Yoga and meditation awaken the policeman of positivity in us.

They help direct the traffic of our energy flow in a more positive direction.

Make some yogic practice part of your daily routine.

Exercise your commitment to positivity!

Practice presence

It takes a lot of practice, over and over again, bringing our presence–our attention–to the present… to be present to now.

The mind wanders off, and we bring it back over and over again.

This is our practice–whether in a yoga pose, during breath work or pranayama, or in meditation.

This is the “exercise” of yoga!

Your road to Rome?

Yoga poses, asana practice, can be a fundamental and even vital component of a yoga practice.

And yet experiencing yoga, or union/unity consciousness/samadhi, has nothing to do with “achieving” any particular pose.

There are many roads to Rome, many yoga practices in addition to the popular asana practice than can lead to yoga or samadhi.

Exercise your freedom and explore some of these–pranayama (breath work), study of the teachings (The Yoga Sutras) such as the Yamas and Niyamas, meditation…

Who knows what road(s) may take you to Rome!?

The “exercise” of yoga

In the midst of life’s pain and suffering, yoga offers a road to bliss, and joy, and contentment. (Pretty attractive, right!?)

Its greatest “reward” is more inner peace and love.
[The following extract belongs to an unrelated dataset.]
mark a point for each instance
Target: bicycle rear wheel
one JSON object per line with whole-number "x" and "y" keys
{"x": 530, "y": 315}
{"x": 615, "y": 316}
This is much more than the faddish exercise regime it has become.

And yet this road of yoga I speak about is an exercise of effort, will, and perseverance like none other.

Ultimate care

So much of life is like a shaken snow globe.

The particles hardly get a chance to settle before the next thing comes along and gives the globe another shake.

Meditation and yoga give the globe a chances to settle, a break from the usual swarm of activity…

a chance to be refreshed, rejuvenated, even maybe reoriented, more ready for what lies ahead.

Just think how a regular practice might affect you and those around you?!

Taking care of your relationships

A cardinal rule of relationships: Tend them to maintain them and to help them grow.

Through the practices of yoga–poses or asanas, breath work or pranayama, contemplation/self-study, and meditation–we not only tend ourselves, but we maintain and develop our relationship to the universal or the infinite, to the Self.

This puts the self/Self-care of yoga in a whole new light!